Sitemaps
A sitemap is a list of all of the live URLs which exist on a site and is used to inform search engine crawlers of the most important pages and therefore which ones should be crawled and indexed.
There are several things to consider when creating sitemaps, as well as understanding how search engines view them. We cover a range of these topics within our SEO Office Hours Notes below, along with best practice recommendations and Google’s advice on sitemaps.
For more on sitemaps and SEO, check out our article: How to Improve Website Crawlability with Sitemaps.
URLs in Sitemaps Are Not Guaranteed to be Indexed
Google may choose not to index URLs in sitemaps that are very similar to ones already being indexed and if they differ to the ones linked within the site (e.g. trailing slash/non-trailing slash).
Mixed Migrations May Cause Google to Index HTTP or HTTPS URLs
Forgetting to update your sitemap files following a HTTPS migration could cause some pages to be indexed with the HTTP URL and some HTTPS.
Video Sitemaps Can Specify Countries Where Content is Available
With a video sitemap you can define which countries your content is available, which is used for video search results.
Low Proportion of Indexed Pages Points to Technical Issue
If a site has a low proportion of indexed pages, this usually points to a technical issue than a quality issue. Compare the site map index counts and index status report for differences. Try splitting up sitemap file , checking indexed pages using info: query, that rel canonicals match those in sitemap file, hreflang and internal linking. Also, uppercase, lowercase, trailing slashes all matter. Then check crawl stats to get idea of crawl rate and if it’s reasonable.
GSC Sitemaps Report Can Take Couple of Days to Update
Sitemaps report in GSC can take a couple of days to update after changes have been made to the sitemap and may explain why non-existent errors are reported.
Google Validates Sitemap Files Immediately After Submission
The 50k URL limit for sitemaps is based on the number of entries or elements in the sitemap file (including alternate linked URLs) and this is validated immediately after they are submitted. So if there are too many URLs in the sitemap file, you will be made aware of that straight away.
Ensure Separate Sitemap Files Don’t Contain URL Overlap
Having separate dynamic and static sitemap files is fine, as long as there is no URL overlap.
Submit Sitemap With Updated Last Modification Date For Faster Crawling of Updated Pages
Submit a sitemap file with an update last modification date to speed up the process of crawling and indexing of pages that have been changed.

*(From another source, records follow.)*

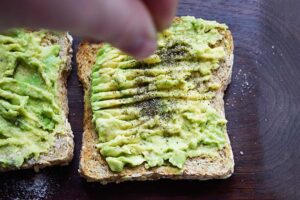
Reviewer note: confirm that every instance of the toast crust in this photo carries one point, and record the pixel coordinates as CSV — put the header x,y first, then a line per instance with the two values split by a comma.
x,y
94,168
61,153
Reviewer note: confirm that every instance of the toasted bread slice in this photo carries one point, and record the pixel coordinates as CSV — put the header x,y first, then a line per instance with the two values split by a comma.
x,y
93,166
61,153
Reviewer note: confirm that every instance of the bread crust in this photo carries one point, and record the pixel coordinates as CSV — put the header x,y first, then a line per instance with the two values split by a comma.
x,y
61,153
94,168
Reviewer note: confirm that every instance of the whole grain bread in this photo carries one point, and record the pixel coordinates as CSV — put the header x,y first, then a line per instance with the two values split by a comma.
x,y
61,153
93,167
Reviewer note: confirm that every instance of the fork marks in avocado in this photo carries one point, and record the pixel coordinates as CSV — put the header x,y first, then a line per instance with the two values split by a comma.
x,y
157,111
29,110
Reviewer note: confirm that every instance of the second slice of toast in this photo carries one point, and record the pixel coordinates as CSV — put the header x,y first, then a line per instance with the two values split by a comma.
x,y
93,165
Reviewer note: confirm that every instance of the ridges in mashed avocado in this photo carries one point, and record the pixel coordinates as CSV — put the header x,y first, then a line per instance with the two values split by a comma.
x,y
157,111
29,112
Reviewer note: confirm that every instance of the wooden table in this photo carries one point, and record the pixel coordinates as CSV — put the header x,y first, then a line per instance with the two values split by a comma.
x,y
262,106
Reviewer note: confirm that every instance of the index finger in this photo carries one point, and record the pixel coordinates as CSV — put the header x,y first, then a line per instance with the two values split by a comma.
x,y
162,12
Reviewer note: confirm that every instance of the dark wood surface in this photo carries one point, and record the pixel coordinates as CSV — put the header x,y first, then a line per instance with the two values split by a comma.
x,y
262,107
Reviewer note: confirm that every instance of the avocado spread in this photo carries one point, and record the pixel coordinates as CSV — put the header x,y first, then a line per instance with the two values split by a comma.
x,y
157,111
29,109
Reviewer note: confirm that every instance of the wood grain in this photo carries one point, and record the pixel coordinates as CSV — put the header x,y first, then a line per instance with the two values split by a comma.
x,y
262,106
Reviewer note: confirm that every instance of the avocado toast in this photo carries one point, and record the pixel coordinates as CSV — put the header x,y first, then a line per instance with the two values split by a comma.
x,y
162,117
34,129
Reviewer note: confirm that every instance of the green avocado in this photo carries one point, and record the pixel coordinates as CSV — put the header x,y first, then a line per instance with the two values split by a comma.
x,y
29,109
157,111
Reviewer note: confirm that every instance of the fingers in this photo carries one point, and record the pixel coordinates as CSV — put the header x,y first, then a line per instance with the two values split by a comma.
x,y
162,12
127,24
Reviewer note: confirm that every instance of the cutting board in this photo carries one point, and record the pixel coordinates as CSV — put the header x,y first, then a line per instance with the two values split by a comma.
x,y
262,108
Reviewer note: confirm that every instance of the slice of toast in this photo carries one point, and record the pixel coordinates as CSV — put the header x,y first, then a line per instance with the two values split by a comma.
x,y
93,166
61,153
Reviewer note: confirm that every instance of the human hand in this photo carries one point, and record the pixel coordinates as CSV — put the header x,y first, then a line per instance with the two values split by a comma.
x,y
130,25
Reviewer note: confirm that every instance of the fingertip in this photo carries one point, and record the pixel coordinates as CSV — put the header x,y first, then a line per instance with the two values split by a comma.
x,y
162,12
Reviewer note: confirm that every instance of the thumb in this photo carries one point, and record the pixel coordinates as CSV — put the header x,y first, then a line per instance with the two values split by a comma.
x,y
126,24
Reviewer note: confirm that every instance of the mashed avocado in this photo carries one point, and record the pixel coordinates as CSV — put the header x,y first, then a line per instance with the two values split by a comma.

Site: Search Operator Isn’t True Indicator of All Indexed Pages
Site: search operator isn’t a true indicator of all pages that are indexed on that site. Use a sitemap file to submit the URLs you care about.
Internal & Sitemap Links May Override Canonical Tags
Google uses a number of factors to determine which URLs to show. Canonicalised pages may still be chosen if you link to them internally and in Sitemaps.